Friday, April 24, 2020

Firepower (1979)

FIREPOWER is a deliriously silly international thriller with an affecting cast of middle-aged movie stars and one of the most absurdly convoluted storylines I’ve ever attempted to decode. At one point, when director Michael Winner (DEATH WISH) and screenwriter Gerald Wilson (THE STONE KILLER) get trapped in a corner, they reach into their rear ends and pull out an exact double of James Coburn’s character, who is never seen or heard from again.

If nothing else, Winner knows how to grab an audience’s interest. Before the main titles have started to unspool, Winner kills off a chemist, the husband of Sophia Loren’s Adele Tasca, in an explosion and then guns down the chemist’s brother and a bunch of hoods at the funeral parlor. It’s an effective formula that works for Winner. When the plot starts to get confusing, blow up something or kill a bunch of guys to wake everybody up.
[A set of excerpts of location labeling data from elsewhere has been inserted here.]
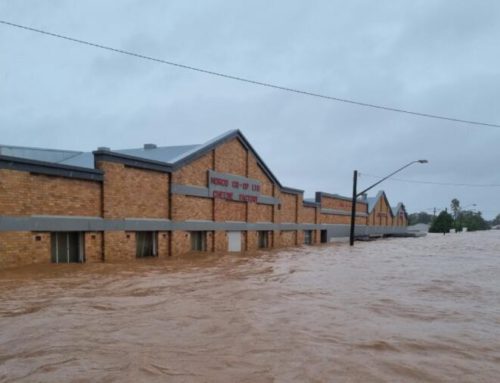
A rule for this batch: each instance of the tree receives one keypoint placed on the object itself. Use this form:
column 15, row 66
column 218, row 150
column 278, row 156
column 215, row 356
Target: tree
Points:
column 442, row 224
column 473, row 221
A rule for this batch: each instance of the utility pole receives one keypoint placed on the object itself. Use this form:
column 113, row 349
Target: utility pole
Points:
column 355, row 194
column 353, row 208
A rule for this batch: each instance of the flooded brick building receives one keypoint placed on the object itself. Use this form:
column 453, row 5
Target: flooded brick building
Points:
column 109, row 205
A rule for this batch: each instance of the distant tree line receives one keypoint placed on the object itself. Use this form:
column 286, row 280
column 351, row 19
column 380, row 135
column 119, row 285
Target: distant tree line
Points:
column 458, row 219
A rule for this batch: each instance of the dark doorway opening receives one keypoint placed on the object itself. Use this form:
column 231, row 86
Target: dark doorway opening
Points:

Adele believes the man responsible for her husband’s murder is the mysterious Karl Stegner, a wealthy recluse in Antigua who’s wanted by American authorities, but can’t be extradited, and nobody knows what the hell he looks like anyway. The Feds, with FBI agent Frank Hull (Vincent Gardenia) in charge, want flower-loving merc Jerry Fanon (Coburn) to go get Stegner, so they bribe retired mobster Sal Hyman (Eli Wallach) to convince Fanon to do the job. See what I mean about convoluted? Why couldn’t Hull just ask Fanon directly? Probably because Sir Lew Grade at ITC wanted to squeeze another star, Wallach, into the production somewhere.

Fanon takes along heist man Catlett (O.J. Simpson) as backup. Neither seems to be the brains of the outfit, as their plan involves setting Stegner’s house on fire and then running inside the abandoned blaze to find clues. The piling on of twists over doublecrosses grows silly after awhile, but FIREPOWER is always watchable for its star power and its harrowing stunt sequences involving airplanes, helicopters, automobiles, boats, bulldozers, whatever it takes. Trying to follow the plot is more effort than it’s worth.